Controlling Preanalytical Variability in Biospecimen Collections

Posted by Abdul Ally on Sep 15, 2016 11:00:00 AM

Biobank.jpgLarge, well-designed population studies and the interrelationships they reveal are the backbone of public health and serve as a foundation for medical research. The health and lifestyle information of participants, collected via questionnaire and linked to their biospecimen samples, allow investigators to examine the intricate relationships between genetics, physiology, behavior, environment, and disease.

However, in order to have confidence in both laboratory assay results and their associations with other data, the biospecimens must be correctly collected, processed, shipped, and stored. If these samples were subjected to conditions that compromised their molecular integrity—inappropriate temperatures, contaminated containers, and others—then the results of the study may also be questionable. This is an issue that must be thoroughly addressed in public health research—the possibility that the handling of specimens before laboratory testing (i.e., preanalytical variability) has skewed results.

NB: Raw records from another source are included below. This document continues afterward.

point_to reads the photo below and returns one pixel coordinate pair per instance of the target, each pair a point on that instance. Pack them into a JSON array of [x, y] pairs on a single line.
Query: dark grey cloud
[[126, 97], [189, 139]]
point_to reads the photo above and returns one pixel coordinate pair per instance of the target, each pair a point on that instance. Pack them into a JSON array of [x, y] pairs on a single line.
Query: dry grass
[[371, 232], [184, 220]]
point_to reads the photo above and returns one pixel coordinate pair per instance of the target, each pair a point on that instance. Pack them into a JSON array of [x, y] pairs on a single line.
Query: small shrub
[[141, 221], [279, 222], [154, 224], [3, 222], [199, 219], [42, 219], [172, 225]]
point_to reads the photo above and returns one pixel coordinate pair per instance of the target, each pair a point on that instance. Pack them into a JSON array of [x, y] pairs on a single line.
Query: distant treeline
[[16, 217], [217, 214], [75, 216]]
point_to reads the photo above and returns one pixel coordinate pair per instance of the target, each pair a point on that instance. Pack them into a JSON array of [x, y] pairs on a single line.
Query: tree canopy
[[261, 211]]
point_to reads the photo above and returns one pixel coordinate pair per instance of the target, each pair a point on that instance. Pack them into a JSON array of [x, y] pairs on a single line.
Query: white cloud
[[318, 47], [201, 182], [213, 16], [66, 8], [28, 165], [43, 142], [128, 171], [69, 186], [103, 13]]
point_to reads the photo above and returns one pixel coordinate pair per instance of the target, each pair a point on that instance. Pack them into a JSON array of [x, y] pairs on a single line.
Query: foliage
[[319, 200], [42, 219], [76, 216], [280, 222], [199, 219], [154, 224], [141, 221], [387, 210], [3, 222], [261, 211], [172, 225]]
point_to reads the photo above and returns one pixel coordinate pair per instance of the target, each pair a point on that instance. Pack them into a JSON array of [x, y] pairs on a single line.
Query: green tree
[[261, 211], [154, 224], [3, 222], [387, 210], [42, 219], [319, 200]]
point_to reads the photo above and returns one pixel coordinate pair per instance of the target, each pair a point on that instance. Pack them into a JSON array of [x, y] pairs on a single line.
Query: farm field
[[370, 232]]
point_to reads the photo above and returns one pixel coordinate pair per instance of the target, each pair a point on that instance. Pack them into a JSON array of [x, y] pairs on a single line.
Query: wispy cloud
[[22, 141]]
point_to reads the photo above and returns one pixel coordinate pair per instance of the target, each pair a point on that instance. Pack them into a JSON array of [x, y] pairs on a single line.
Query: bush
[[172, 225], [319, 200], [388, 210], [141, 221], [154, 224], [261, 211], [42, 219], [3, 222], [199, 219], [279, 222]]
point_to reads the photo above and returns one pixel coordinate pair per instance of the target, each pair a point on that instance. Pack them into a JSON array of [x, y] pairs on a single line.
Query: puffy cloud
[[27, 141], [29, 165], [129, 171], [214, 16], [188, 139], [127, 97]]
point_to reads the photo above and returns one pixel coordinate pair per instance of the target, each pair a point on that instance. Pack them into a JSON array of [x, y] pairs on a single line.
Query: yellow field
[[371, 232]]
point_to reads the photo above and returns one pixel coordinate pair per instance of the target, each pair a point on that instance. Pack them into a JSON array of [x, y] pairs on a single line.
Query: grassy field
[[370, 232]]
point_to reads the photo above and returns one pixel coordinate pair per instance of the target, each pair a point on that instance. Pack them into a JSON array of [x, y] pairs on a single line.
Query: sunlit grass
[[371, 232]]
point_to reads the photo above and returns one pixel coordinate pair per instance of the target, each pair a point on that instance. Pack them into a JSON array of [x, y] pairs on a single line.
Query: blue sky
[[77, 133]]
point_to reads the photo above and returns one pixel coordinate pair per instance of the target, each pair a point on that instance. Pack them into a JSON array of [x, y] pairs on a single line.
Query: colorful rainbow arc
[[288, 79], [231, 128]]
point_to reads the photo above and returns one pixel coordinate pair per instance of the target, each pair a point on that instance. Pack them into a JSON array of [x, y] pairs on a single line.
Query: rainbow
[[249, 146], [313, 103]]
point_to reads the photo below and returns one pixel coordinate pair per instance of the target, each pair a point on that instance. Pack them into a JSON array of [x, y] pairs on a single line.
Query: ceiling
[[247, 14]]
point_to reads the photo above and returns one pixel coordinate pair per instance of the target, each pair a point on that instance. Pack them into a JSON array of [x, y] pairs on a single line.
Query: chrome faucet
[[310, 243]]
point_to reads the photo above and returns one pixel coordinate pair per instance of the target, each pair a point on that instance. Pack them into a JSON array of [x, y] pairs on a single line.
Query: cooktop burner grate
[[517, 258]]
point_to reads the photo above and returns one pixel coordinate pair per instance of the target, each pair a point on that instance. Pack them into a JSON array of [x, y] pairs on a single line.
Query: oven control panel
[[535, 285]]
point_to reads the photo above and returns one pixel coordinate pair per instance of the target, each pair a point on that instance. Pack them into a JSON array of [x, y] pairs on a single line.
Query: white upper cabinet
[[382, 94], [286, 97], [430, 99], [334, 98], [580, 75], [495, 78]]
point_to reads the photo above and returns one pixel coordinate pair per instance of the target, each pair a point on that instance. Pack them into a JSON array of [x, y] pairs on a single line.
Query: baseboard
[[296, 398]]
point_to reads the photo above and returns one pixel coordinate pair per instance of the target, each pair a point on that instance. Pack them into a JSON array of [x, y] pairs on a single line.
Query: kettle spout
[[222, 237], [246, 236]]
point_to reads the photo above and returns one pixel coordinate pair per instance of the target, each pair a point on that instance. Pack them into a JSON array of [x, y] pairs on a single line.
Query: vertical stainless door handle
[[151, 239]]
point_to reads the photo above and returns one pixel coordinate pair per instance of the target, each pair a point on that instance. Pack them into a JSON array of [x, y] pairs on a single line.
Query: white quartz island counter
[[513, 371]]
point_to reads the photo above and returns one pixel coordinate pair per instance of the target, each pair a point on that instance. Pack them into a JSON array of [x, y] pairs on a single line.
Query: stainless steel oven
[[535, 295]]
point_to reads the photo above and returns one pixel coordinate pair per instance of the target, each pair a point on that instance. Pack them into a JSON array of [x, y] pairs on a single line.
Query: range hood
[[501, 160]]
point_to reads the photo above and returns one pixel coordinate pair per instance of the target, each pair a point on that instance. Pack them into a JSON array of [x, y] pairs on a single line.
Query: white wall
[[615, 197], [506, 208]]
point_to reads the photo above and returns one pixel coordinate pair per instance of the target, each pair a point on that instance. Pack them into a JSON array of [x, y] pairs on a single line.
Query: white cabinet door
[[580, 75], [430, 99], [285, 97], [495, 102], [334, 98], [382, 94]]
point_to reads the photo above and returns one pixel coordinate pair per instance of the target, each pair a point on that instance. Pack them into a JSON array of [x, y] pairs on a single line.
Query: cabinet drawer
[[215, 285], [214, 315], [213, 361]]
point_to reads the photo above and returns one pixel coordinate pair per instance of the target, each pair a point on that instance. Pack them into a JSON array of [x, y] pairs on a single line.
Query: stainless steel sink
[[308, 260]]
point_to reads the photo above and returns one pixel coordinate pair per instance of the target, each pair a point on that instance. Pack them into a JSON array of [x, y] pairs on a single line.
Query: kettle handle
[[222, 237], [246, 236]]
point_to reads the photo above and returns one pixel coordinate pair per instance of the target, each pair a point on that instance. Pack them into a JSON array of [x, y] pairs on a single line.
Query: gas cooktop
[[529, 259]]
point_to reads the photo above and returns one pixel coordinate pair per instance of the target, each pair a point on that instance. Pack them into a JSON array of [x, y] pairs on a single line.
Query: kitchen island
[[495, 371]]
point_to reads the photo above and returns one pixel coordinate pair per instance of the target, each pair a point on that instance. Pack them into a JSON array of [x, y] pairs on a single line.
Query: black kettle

For this reason, controlling preanalytical variability requires the same attention to detail as the design of questionnaires. This eBook is an introduction to some of the variables that must be considered when collecting biospecimens as part of a cohort study.

Complete Process Management

Control of the total process must begin at sample collection—the moment a specimen leaves the donor—and must continue until a specimen is analyzed. Any variation in how samples are collected, transported, processed, or handled can result in a decrease in specimen integrity.

Complete_Process_Mgmt_image.pngComplete process management includes use of the same protocols across all study sites for collection, shipping, and storage. The protocols should
ensure that all steps in the sample management process conform to best practices [1,2,3], and site staff should be well trained on uniform use of the protocols. In addition, laboratory processing of large numbers of samples should be automated where possible, to further minimize aliquoting variability across nested sets of aliquots from the same sample.

Preanalytical variability during sample collection and other events may account for up to 68 percent of erroneous results in the lab [4]. When planning collection of specimens for distant future use, there are many questions to consider, and some are less obvious than others. These include:

  • Are environmental compounds relevant, and how significant a role does the exposome and microbiome play?
  • What specimen type is most appropriate for the study goal?
  • What are the target analytes (cotinine in urine? microbial mix in stool samples?), and what container/additives should be used to preserve or stabilize these analytes?
  • What processing (e.g., DNA/RNA extraction) and aliquoting are needed?
  • What data elements should be appended to the sample?
  • What are the optimal storage conditions, including temperature, for maintaining stability of molecules of interest (e.g. cell surface receptors, metabolites, molecular markers)?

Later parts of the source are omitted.